Underlying agreements are summed up in the 'Principles of Wiccan Beliefs' adopted by the American Council of Witches:
( 1) We practice Rites to attune ourselves with the natural rhythm of life forces marked by the Phases of the Moon and the Seasonal Quarters and Cross Quarters.
( 2) We recognize that our intelligence gives us a unique responsibility toward our environment. We seek to live in harmony with Nature, in ecological balance offering fulfillment to life and consciousness with an evolutionary concept.
( 3) We acknowledge a depth of power far greater than is apparent to the average person. Because it is far greater than ordinary, it is sometimes called 'supernatural,' but we see it as lying within that which is naturally potential to all.
( 4) We conceive the Creative Power in the Universe as manifesting through polarity - as masculine and feminine - and that this same Creative Power lives in all people, and functions through the interaction of the masculine and feminine. We value neither above the other, knowing each to be supportive of the other. We value Sex as pleasure, as the symbol and embodiment of life, and as one of the sources of energies used in magical practice and religious worship.
( 5) We recognize both outer worlds and inner or psychological worlds - sometimes known as the Spiritual World, the collective Unconscious, the Inner Planes, etc. - and we see the interaction of these two dimensions as the basis for paranormal phenomena and magical exercises. We neglect neither dimension for the other, seeing both as necessary for our fulfillment.
( 6) We do not recognize any authoritarian hierarchy, but do honor those who teach. Respect those who share their greater knowledge and wisdom, and acknowledge those who have courageously given of themselves in leadership.
( 7) We see religion, magick, and wisdom-in-living as being united in the way one views the world and lives within it - a world-view and philosophy-of-life, which we identify as Witchcraft, the Wiccan Way.
( 8) Calling oneself a 'Witch' does not make a witch - but neither does heredity itself, or the collecting of titles, degrees, and initiations. A Witch seeks to control the forces within him/herself that make life possible in order to live wisely and well without harm to others, and in harmony with Nature.
( 9) We acknowledge that it is the affirmation and fulfillment of life, in a continuation of evolution and development of consciousness, that gives meaning to the Universe we know, and to our personal role in it.
(10) Our only animosity toward Christianity, or toward any other religion or philosophy-of-life, is to the extent that its institutions have claimed to be 'the only way' and have sought to deny freedom to others and to suppress other ways of religious practice and belief.
(11) As American Witches, we are not threatened by debates on the history of the Craft, the origins of various terms, the legitimacy of various aspects of different traditions. We are concerned with the present, and our future.
(12) We do not accept the concept of 'absolute evil,' nor do we worship any entity known as 'Satan' or 'the devil' as defined by the Christian tradition. We do not seek power through the suffering of others, nor do we accept the concept that personal benefit can be only derived by denial to another.
(13) We acknowledge that we seek within Nature for that which is contributory to our health and well-being.

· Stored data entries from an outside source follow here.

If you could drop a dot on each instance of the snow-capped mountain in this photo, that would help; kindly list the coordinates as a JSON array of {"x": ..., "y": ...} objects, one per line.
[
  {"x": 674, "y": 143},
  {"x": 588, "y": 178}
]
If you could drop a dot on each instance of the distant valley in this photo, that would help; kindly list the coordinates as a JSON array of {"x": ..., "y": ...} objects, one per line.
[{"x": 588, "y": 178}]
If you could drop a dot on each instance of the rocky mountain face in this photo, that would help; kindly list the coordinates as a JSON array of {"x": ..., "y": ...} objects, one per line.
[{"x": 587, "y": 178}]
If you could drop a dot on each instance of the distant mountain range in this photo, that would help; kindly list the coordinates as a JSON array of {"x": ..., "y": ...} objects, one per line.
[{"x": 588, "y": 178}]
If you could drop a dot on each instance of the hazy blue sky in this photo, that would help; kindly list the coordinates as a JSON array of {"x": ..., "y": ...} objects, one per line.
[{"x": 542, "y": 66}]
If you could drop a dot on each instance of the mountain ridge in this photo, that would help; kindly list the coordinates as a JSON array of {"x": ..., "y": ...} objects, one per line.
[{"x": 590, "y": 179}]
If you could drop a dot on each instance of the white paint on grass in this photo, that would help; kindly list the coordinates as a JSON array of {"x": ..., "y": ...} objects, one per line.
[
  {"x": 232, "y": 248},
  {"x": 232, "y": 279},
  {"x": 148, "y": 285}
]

Specific expression of beliefs will vary widely, due to ethnic roots or the traditions of the individual coven.

Creedal Statements and/or Authoritative Literature:

(See also 'Basic Beliefs') All witches use two books, a 'grimoire' or book of spells and magical procedures; and a 'book of shadows' or book of ritual. Each coven will use a different grimoire and/or book of shadows.

Ethical Practices:

Wiccan ethics are summed up in the law called the Wiccan Rede,

'If Ye Harm None, Do As Ye Will.'

How Does Witchcraft Recruit New Members?

Witches do not proselytize, but welcome inquiries from those who hear about the Craft by either word of mouth or the media.

Relationship with Other Religions:

Cooperation with the whole Pagan community is very high. Relations with other religions are cordial, except those groups which have sought to persecute and defame the Craft.